Billet original : Secrets de famille
Arrive près de lui sa mère, et ses frères. Ils ne pouvaient l'atteindre à cause de la foule. On lui annonce : « Ta mère et tes frères se tiennent dehors : ils veulent te voir. » Il répond et leur dit : « Ma mère et mes frères sont ceux qui entendent la parole de Dieu, et font ! »
Luc 8, 19-21
Il y a une semaine, en conclusion de son discours dans la plaine, Luc avait souligné (tout comme Matthieu pour son discours sur la montagne) qu'il ne s'agissait pas de dire "Seigneur ! Seigneur !" mais de 'faire'. Faire : mettre en œuvre, mettre en pratique, son enseignement. Voici à nouveau ici cette même affirmation : il ne suffit pas d'entendre la parole de Dieu, il s'agit aussi de 'faire'. C'est tout simplement la même ligne conduite qui nous est rappelée, mais cette fois-ci dans un contexte qui est en rapport avec "la mère et les frères" de Jésus. Cet épisode, qu'on trouve aussi chez Marc (3, 31-35) et Matthieu (12, 46-50), a depuis longtemps embarrassé les exégètes et théologiens qui, généralement, font tout pour en minimiser la, ou les, significations.

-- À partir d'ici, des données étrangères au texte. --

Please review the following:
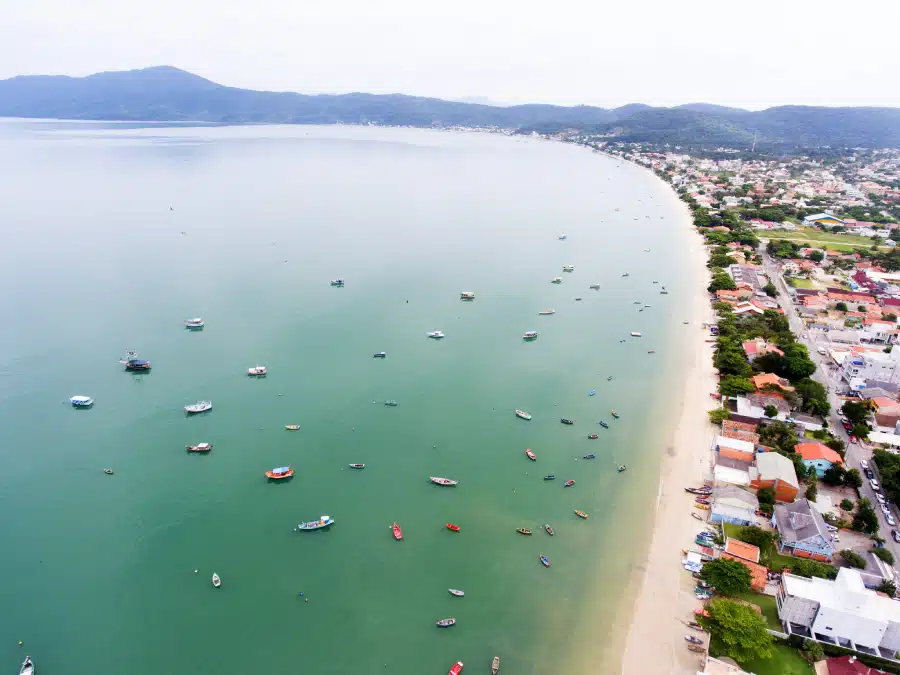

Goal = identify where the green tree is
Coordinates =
[841,548,866,569]
[701,600,773,663]
[700,558,750,595]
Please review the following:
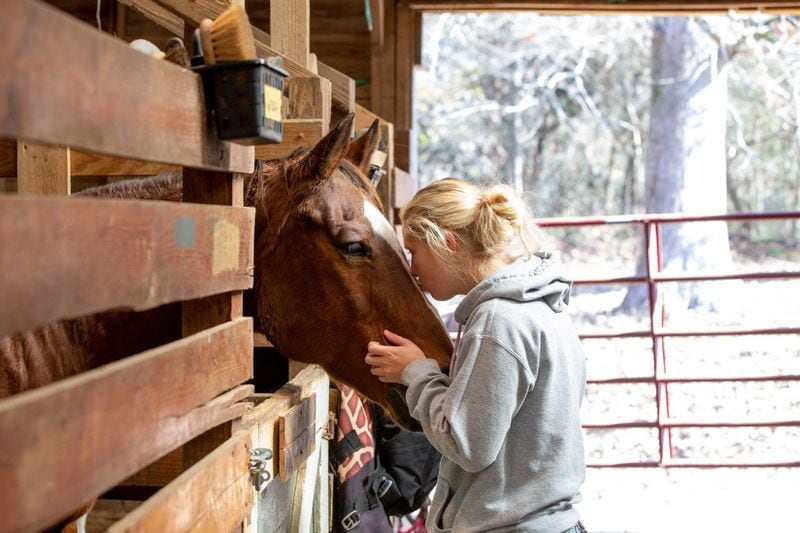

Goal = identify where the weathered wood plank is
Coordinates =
[286,77,331,130]
[108,432,254,533]
[117,0,184,35]
[0,0,253,172]
[17,141,72,196]
[256,119,327,160]
[0,196,254,335]
[0,318,252,531]
[269,0,311,68]
[278,394,317,481]
[292,380,329,531]
[242,365,329,532]
[0,139,180,178]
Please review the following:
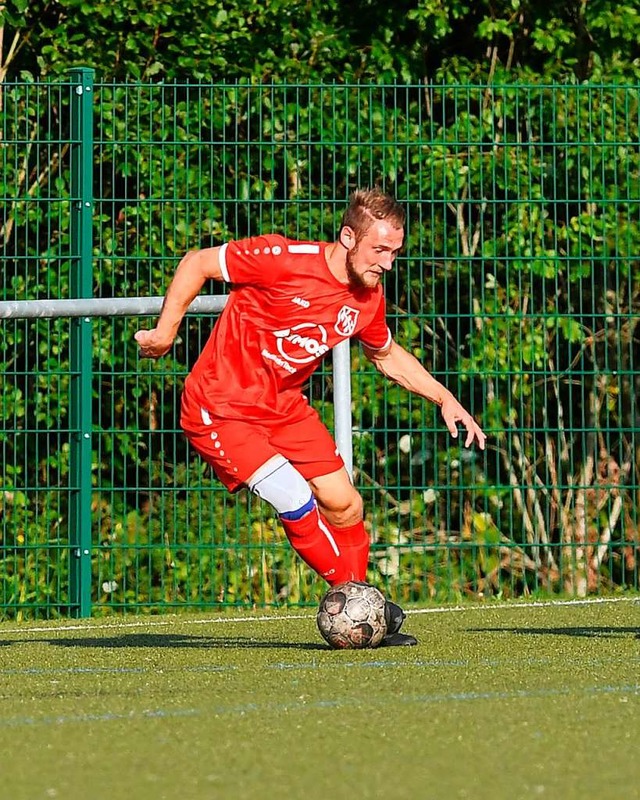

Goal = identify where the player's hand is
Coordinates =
[133,328,173,358]
[440,394,487,450]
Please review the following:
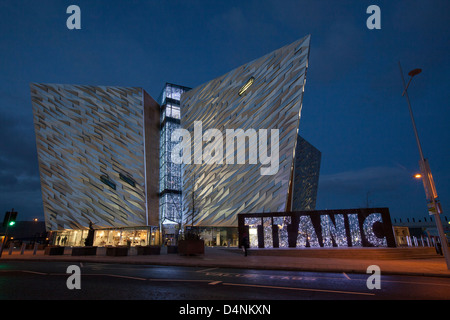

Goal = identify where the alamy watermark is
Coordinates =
[171,121,280,176]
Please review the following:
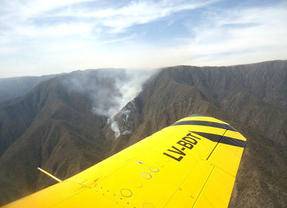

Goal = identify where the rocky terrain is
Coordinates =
[0,61,287,207]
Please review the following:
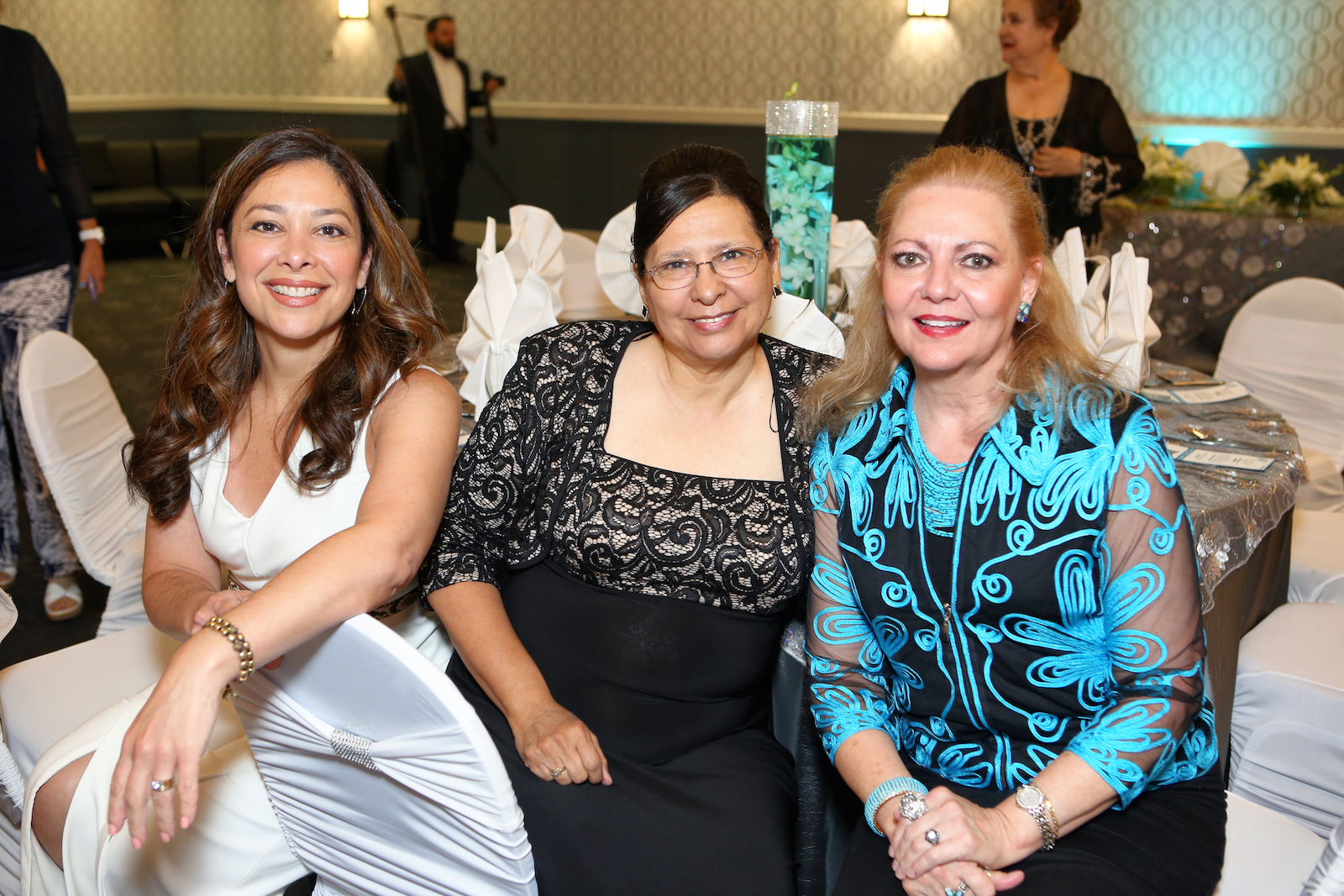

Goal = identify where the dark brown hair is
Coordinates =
[1031,0,1084,47]
[802,146,1129,435]
[630,144,774,274]
[126,128,445,522]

D'abord que Jésus ait eu des frères (et des sœurs aussi, comme il ressort de l'épisode du retour dans son village natal), parce que c'est une offense à la théorie selon laquelle Marie serait restée perpétuellement vierge. Cette théorie n'est pourtant elle-même qu'une extension de celle qui l'a précédée, et qui disait, seulement, que la naissance de Jésus ne lui avait pas fait perdre sa virginité : vierge avant et après la naissance ne voulait pas dire, à ce moment-là, qu'elle n'aurait pas eu d'autres enfants plus tard... Mais même cette théorie ne s'appuie sur rien dans les évangiles ! qui ne parlent que de conception virginale, et encore ce ne sont que Matthieu et Luc qui en parlent, et tous deux, d'ailleurs, pour des raisons et dans des sens différents.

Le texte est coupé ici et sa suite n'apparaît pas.